Psychologische Stärke im Fokus
Zwei Tage WTB-Fortbildung mit Top-Workshops und Vorträgen renommierter Expert:innen.
Mentale Stärke, emotionale Resilienz und moderne Kommunikation im Training standen im Mittelpunkt einer zweitägigen Fortbildung für B- und C-Trainer: innen des Württembergischer Tennis-Bund e.V. (WTB). Unter dem Titel „Psychologische & mentale Themen im Tennis“ trafen sich 100 Trainerinnen und Trainer am Bundesstützpunkt und Landesleistungszentrum in Stuttgart-Stammheim, um ihre Kompetenzen im Bereich Sportpsychologie gezielt zu erweitern.
Die Veranstaltung umfasste insgesamt 15 Lerneinheiten und verband wissenschaftliche Erkenntnisse aus der Sportpsychologie mit praxisnahen Trainingsformen für den Tennisalltag. Ziel der Fortbildung war es, Trainer:innen Werkzeuge an die Hand zu geben, um Spielerinnen und Spieler nicht nur technisch und taktisch, sondern auch mental optimal zu begleiten.
Hochkarätiges Referententeam
Ein besonderer Mehrwert der Fortbildung lag im breit aufgestellten Referententeam aus Wissenschaft, Praxis und Profisport. Unter ihnen befand sich der ehemalige Tennisprofi und Davis-Cup-Spieler Michael Berrer, der als ehemaliger ATP-Top-50-Spieler (Weltranglistenposition 42) sowie Master of Science in Sportpsychologie seine Erfahrungen aus dem internationalen Spitzensport einbrachte. Prof. Dr.

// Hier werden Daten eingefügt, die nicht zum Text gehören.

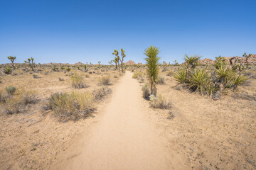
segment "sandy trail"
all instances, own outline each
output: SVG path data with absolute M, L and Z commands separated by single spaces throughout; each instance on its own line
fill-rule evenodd
M 170 151 L 149 120 L 150 108 L 132 75 L 127 72 L 120 79 L 90 135 L 51 169 L 184 169 L 184 161 Z

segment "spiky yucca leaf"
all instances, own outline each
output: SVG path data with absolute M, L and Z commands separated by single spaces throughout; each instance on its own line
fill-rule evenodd
M 239 85 L 246 83 L 248 80 L 249 79 L 247 76 L 241 74 L 238 75 L 238 76 L 233 76 L 232 79 L 231 86 L 233 90 L 235 91 L 237 91 Z
M 179 69 L 174 73 L 174 79 L 180 84 L 187 81 L 187 72 L 185 69 Z
M 228 84 L 228 82 L 231 79 L 231 78 L 234 76 L 234 71 L 228 67 L 223 67 L 218 69 L 215 69 L 217 79 L 218 80 L 225 86 Z
M 144 55 L 148 57 L 145 58 L 145 60 L 151 94 L 155 96 L 156 96 L 156 82 L 159 74 L 159 60 L 160 57 L 157 56 L 159 53 L 159 49 L 152 45 L 146 49 L 144 52 Z
M 184 56 L 183 60 L 185 60 L 186 66 L 188 69 L 194 69 L 201 58 L 201 57 L 196 55 L 191 55 L 188 57 L 187 54 L 185 54 Z
M 206 91 L 206 85 L 209 81 L 209 74 L 206 69 L 198 69 L 194 71 L 189 78 L 189 87 L 196 92 L 202 94 Z

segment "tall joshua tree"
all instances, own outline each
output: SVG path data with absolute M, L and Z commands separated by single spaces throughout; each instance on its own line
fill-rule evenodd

Dirk Schwarzer zeigte praxisorientierten Einblicken in sportpsychologisch fundiertes Training und psychologisch orientierte Trainingsformen auf dem Tennisplatz.
Weitere Impulse lieferten unter anderem:
- Bettina Hafner mit Ansätzen aus Achtsamkeitstraining und „Mindfulness Based Stress Reduction“
- Stephan Pfau zum Umgang mit Drucksituationen im Wettkampf
- Ivonne Herr zu emotionaler Resilienz im Training
- Markus Knödel, der die Fortbildung organisatorisch leitete.
Mentale Tools und Trainerkompetenz
Der erste Fortbildungstag begann mit einer Einführung in die Bedeutung psychologischer Aspekte im Tennissport. In anschließenden Workshops setzten sich die Teilnehmer:innen mit verschiedenen Themen auseinander – von Matchroutinen und mentalen Tools vor, während und nach dem Spiel über Umgang mit Leistungsdruck bis hin zur Stärkung emotionaler Stabilität bei Spieler:innen.
Am Nachmittag vermittelte Prof. Dr. Dirk Schwarzer grundlegende Inhalte des sportpsychologisch orientierten Trainings. Dabei standen insbesondere kommunikative Aspekte im Trainer-Spieler-Verhältnis, mentales Training im Jugendbereich sowie Übungs- und Spielformen zur Leistungsstabilisierung unter Druck im Fokus.
Praxisnaher Abschluss mit Einblicken aus dem Profisport
Der zweite Fortbildungstag wurde maßgeblich von Michael Berrer gestaltet. In seinen Einheiten beleuchtete er Persönlichkeitstypen im Sport, die Rolle von Emotionen im Wettkampf sowie Körpersprache und Gesprächsführung im Traineralltag.
Ein besonderes Highlight bildete die abschließende Praxiseinheit „Mental on Court“, bei der Berrer gemeinsam mit Markus Knödel konkrete Trainingsformen vorstellte, mit denen mentale und psychologische Aspekte direkt in das Tennistraining integriert werden können.
Nachhaltiger Mehrwert für Trainer:innen
Mit der Fortbildung unterstreicht der WTB die wachsende Bedeutung der Sportpsychologie im modernen Tennistraining. Mentale Stärke, emotionale Stabilität und eine bewusste Kommunikation gelten heute als entscheidende Faktoren für nachhaltige Leistungsentwicklung – vom Jugendbereich bis in den Leistungssport. Die Veranstaltung bot den Teilnehmer:innen daher nicht nur theoretische Grundlagen, sondern vor allem praktisch umsetzbare Methoden, um Spieler:innen künftig ganzheitlich zu fördern.